The Federal Aviation Administration (FAA) announced it has delayed the closing of 149 airport control towers around the country until June 15.
“Obviously, I’m very happy to hear about this,” Lawrence Municipal Airport manager Michael Miller said.
“It gives time for more deliberative thought to go into on the appropriateness of closures — also more time to develop and implement procedures and safety plans that will be necessary because of the closures. I’m also glad for the air traffic controllers who are not going to get laid off,” Miller said.
The FAA announced last month it would eliminate funding for these towers as part of the agency’s required $637 million in forced spending cuts.Tower closures had been scheduled to begin Sunday and were to have been phased in over four weeks.
The lack of a control tower will not shut down the airport.The tower at Lawrence Municipal operates from 7 a.m. to 10 p.m. each day. At night, pilots can activate the runway lights and report their position to other fliers.
Miller noted that there’s still a chance to block the delay. The American Association of Airport Executives has filed a lawsuit that would force the FAA to study the impact of the closures on the nation’s airport system.
Meanwhile, two U.S. senators plan to file legislation next week that will prohibit the U.S. Department of Transportation from closing any air traffic control towers — including those that are FAA-operated.
“While airports and air travelers across the country are breathing a sigh of relief, the Department of Transportation’s decision to delay the closing of air traffic control towers is not a solution,” Sen. Jerry Moran (R-Kan.) said.
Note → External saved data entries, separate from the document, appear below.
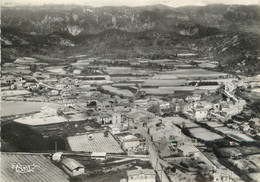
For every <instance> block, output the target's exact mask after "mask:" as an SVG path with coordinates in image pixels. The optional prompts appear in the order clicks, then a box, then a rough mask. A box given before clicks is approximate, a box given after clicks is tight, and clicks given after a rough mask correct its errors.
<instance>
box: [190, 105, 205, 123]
mask: <svg viewBox="0 0 260 182" xmlns="http://www.w3.org/2000/svg"><path fill="white" fill-rule="evenodd" d="M207 116H208V109H206V108H195V109H194V112H193V118H194V119H195V120H197V121H203V120H204V119H206V118H207Z"/></svg>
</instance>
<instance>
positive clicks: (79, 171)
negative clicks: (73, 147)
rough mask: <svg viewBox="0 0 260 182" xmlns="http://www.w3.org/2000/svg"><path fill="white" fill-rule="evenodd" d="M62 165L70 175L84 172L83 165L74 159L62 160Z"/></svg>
mask: <svg viewBox="0 0 260 182" xmlns="http://www.w3.org/2000/svg"><path fill="white" fill-rule="evenodd" d="M62 167H63V169H64V170H65V171H66V172H67V173H68V174H69V175H70V176H78V175H81V174H85V168H84V166H83V165H82V164H80V163H79V162H78V161H76V160H74V159H70V158H67V159H64V160H62Z"/></svg>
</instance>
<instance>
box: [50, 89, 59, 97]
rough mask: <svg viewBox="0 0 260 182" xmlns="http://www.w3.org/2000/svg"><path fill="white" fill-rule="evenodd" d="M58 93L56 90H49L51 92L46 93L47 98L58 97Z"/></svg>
mask: <svg viewBox="0 0 260 182" xmlns="http://www.w3.org/2000/svg"><path fill="white" fill-rule="evenodd" d="M59 93H60V92H59V91H58V90H51V91H49V92H48V95H49V96H55V95H59Z"/></svg>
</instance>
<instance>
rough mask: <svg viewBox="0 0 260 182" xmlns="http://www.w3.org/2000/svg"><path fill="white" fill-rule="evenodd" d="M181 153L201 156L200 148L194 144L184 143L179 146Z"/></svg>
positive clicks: (197, 155)
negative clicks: (188, 143)
mask: <svg viewBox="0 0 260 182" xmlns="http://www.w3.org/2000/svg"><path fill="white" fill-rule="evenodd" d="M178 151H179V153H180V154H181V155H182V156H184V157H195V158H197V157H199V156H200V153H199V150H198V149H197V148H196V147H195V146H193V145H182V146H180V147H178Z"/></svg>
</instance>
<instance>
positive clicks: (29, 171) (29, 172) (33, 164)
mask: <svg viewBox="0 0 260 182" xmlns="http://www.w3.org/2000/svg"><path fill="white" fill-rule="evenodd" d="M37 167H40V166H38V165H36V164H34V163H33V164H32V165H22V164H20V163H12V164H11V168H12V169H13V170H15V171H16V172H18V173H32V172H34V169H35V168H37Z"/></svg>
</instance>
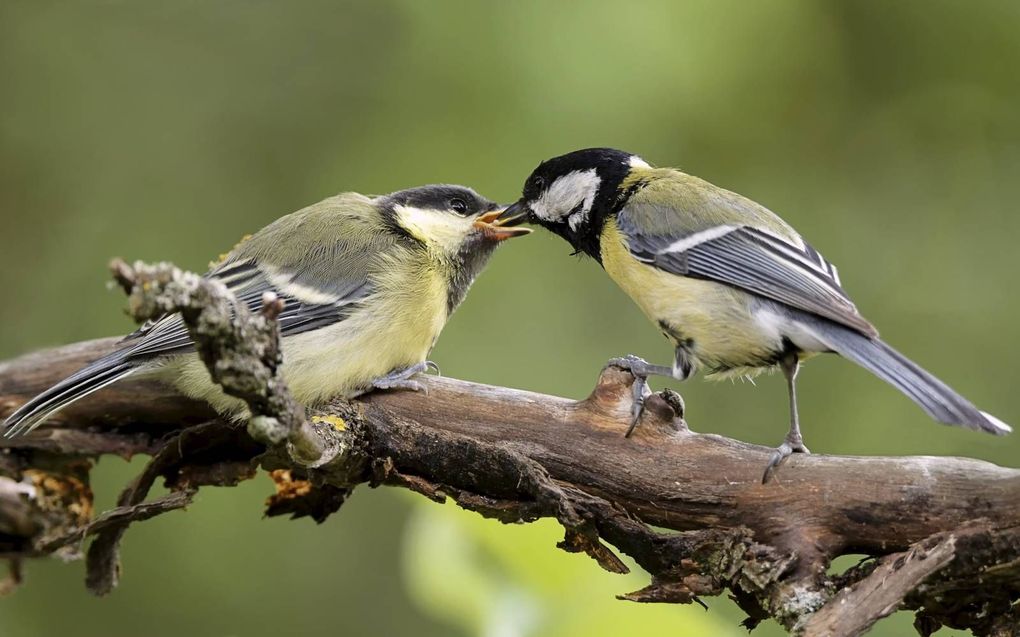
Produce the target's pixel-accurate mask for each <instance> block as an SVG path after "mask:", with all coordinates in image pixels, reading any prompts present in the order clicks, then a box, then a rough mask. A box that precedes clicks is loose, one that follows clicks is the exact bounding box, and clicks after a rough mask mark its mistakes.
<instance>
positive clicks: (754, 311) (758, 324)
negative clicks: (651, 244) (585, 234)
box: [604, 259, 783, 374]
mask: <svg viewBox="0 0 1020 637" xmlns="http://www.w3.org/2000/svg"><path fill="white" fill-rule="evenodd" d="M604 265H605V267H606V271H607V273H608V274H609V275H610V276H611V277H612V278H613V279H614V280H615V281H616V282H617V283H618V284H619V285H620V287H622V288H623V290H624V291H625V293H627V295H629V296H630V298H631V299H633V300H634V302H636V303H637V305H639V307H641V309H642V310H643V311H644V312H645V314H646V315H647V316H648V317H649V319H651V320H652V322H653V323H655V324H656V325H657V326H658V327H659V329H660V330H661V331H662V332H663V333H664V334H665V335H666V336H667V338H669V339H670V340H671V341H672V342H673V343H674V346H676V347H681V348H684V349H685V350H686V351H687V353H688V355H690V356H691V357H693V358H694V360H695V361H696V363H697V364H698V365H699V366H700V367H702V368H704V370H705V371H706V372H708V373H725V372H732V373H736V374H749V373H754V371H756V370H757V368H762V367H768V366H770V365H772V364H773V363H774V362H775V359H776V356H777V354H778V353H781V352H782V349H783V343H782V336H781V335H780V334H779V333H778V332H777V331H775V330H773V329H771V328H770V326H769V325H766V324H763V323H762V322H761V321H760V320H759V319H758V317H757V316H756V314H755V306H756V303H757V299H756V297H754V296H752V295H749V294H748V293H745V291H743V290H739V289H736V288H734V287H730V286H729V285H724V284H722V283H717V282H715V281H708V280H702V279H696V278H688V277H685V276H678V275H676V274H671V273H669V272H665V271H663V270H660V269H658V268H655V267H653V266H651V265H648V264H645V263H641V262H637V261H636V260H633V261H632V262H630V263H620V262H619V261H618V260H613V259H608V260H605V261H604Z"/></svg>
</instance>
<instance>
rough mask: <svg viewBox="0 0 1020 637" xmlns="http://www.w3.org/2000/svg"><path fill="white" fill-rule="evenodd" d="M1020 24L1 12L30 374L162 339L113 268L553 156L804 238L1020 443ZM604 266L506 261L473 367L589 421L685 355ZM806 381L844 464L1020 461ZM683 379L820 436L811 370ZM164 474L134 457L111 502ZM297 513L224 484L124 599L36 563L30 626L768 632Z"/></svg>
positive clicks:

“Closing control towers is equivalent to removing stop lights and stop signs from our roads, and there is no reason they should be disproportionately targeted for an arbitrary and unfair 75 percent cut. It’s vital that we seize this opportunity to put politics aside and work toward a common-sense solution,” Moran said.
Sens. Moran and Richard Blumenthal (D-Conn.) also introduced an amendment to the Senate Democratic Budget Resolution that would make it easier to restore federal funding in FY 2014 for air traffic control towers slated to be closed by the FAA as a result of budget cuts.